What Deschutes Jasper Looks Like

Deschutes jasper is a scenic, opaque microcrystalline quartz (jasper) from central Oregon's Deschutes River region. It is prized for soft, landscape-like patterns: pastel backgrounds of cream, tan, pink, lavender, and gray crossed by darker dendritic or porphyry-like markings and "picture" scenery. It often resembles a desert landscape or sky.

Key visual cues:

  • Body: opaque, with muted pastel grounds (cream, beige, pink, blue-gray, lavender).
  • Luster: waxy to dull raw; takes a high glassy polish.
  • Transparency: opaque.
  • Pattern: scenic, banded, or dendritic; sometimes mossy or porphyritic.

Step-by-Step Field-ID Checklist

  1. Confirm it is jasper. Opaque, hard, and waxy with a conchoidal break.
  2. Test hardness. It scratches glass and resists a steel knife (Mohs ~7).
  3. Look at the pattern. Deschutes shows soft, scenic, pastel "picture" patterning rather than bright bands.
  4. Inspect a polished face for the smooth, glassy, depth-less surface typical of jasper.
  5. Check for matrix or rind — field specimens often have a weathered rind over the colorful interior.

Diagnostic Tests

  • Mohs hardness: 6.5–7; scratches glass and steel.
  • Streak: white.
  • Fracture: conchoidal to splintery; no cleavage.
  • Density: ~2.6 g/cm³.
  • Acid: inert to dilute HCl.
  • Magnetism: none.

Common Look-Alikes and How to Tell Them Apart

  • Picture jasper (Biggs, Bruneau): also Oregon/Idaho scenic jaspers; Deschutes tends toward softer pastels and dendritic scenery, while Biggs is more golden-brown banded and Bruneau more brown-and-cream. Provenance and palette are the practical clues.
  • Ocean jasper: shows distinct orbs/spheres; Deschutes is more landscape-scenic without prominent orbicular eyes.
  • Dendritic agate: translucent; Deschutes jasper is opaque.
  • Rhyolite/porphyry: softer, grainier, and not waxy; lacks the glassy polish and conchoidal break of jasper.
  • Common opal: softer (won't scratch glass) and lighter; jasper is quartz-hard.

Where It Is Found

Deschutes jasper comes from the Deschutes River drainage and surrounding volcanic country of central Oregon, USA. It formed when silica-rich solutions filled and replaced material in volcanic ash and tuff, producing scenic jasper. Collectors find it as float, river cobbles, and seams weathered from volcanic host rock; like most Oregon jaspers it is a regional, locality-named variety rather than a distinct mineral species.

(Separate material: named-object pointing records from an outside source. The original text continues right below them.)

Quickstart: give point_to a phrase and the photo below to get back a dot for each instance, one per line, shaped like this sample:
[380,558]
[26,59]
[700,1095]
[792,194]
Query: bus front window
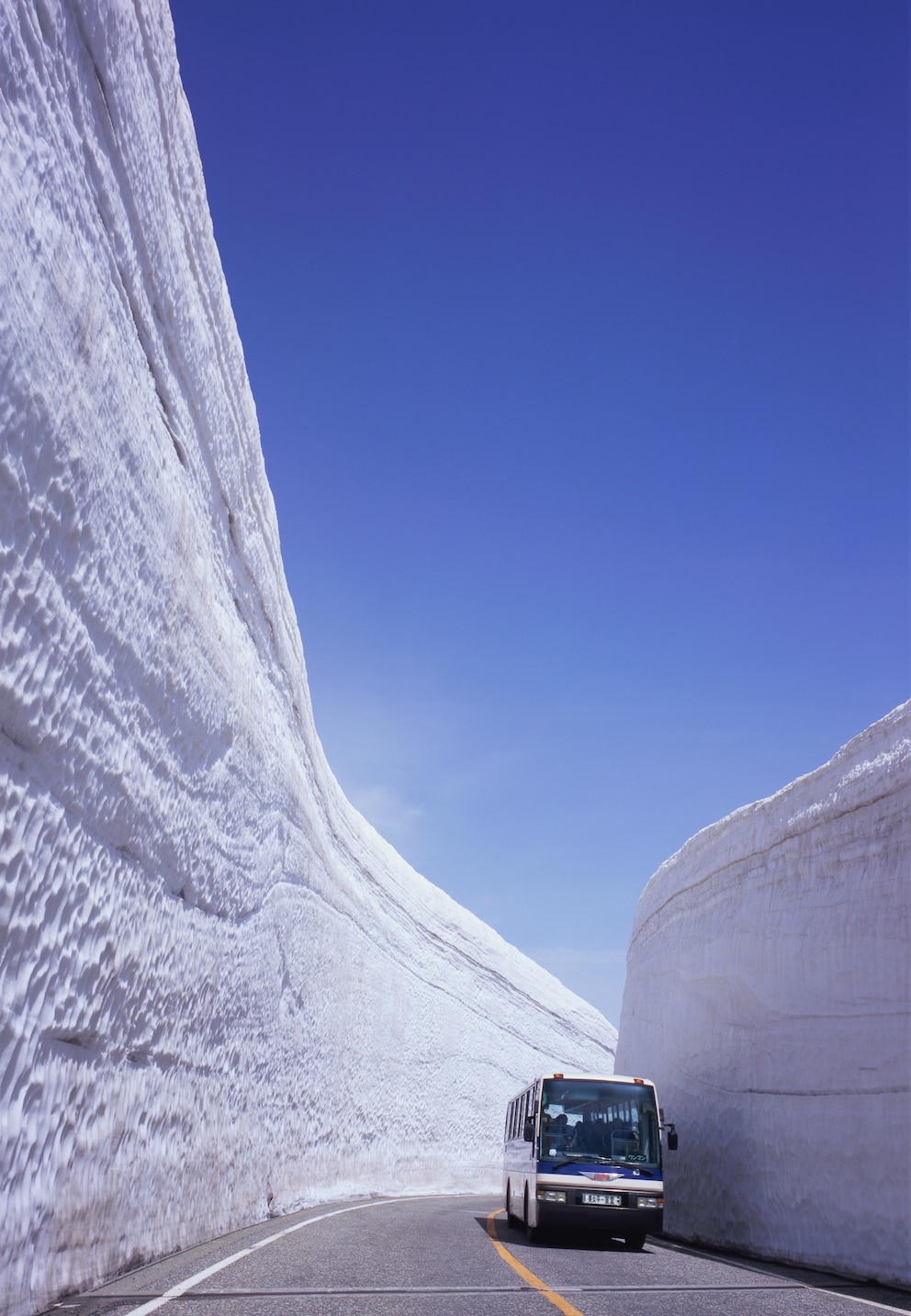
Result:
[598,1120]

Frequently asked questions

How can you tell if it's real Deschutes jasper?

It should be opaque, quartz-hard (scratches glass, Mohs ~7), acid-inert, take a glassy polish, and show the soft pastel scenic patterning typical of central Oregon jasper. True provenance is from the Deschutes region.

What does Deschutes jasper look like?

It shows muted pastel backgrounds — cream, tan, pink, lavender, gray — with dendritic, banded, or scenic markings that resemble desert landscapes.

Is Deschutes jasper the same as picture jasper?

It is a type of scenic/picture jasper, but distinct from named varieties like Biggs or Bruneau by its softer pastel palette and dendritic scenery and by its Deschutes River locality.

Deschutes jasper vs agate — how do I tell them apart?

Deschutes jasper is opaque, while agate is translucent. Hold a thin edge to light: jasper blocks the light; agate glows through.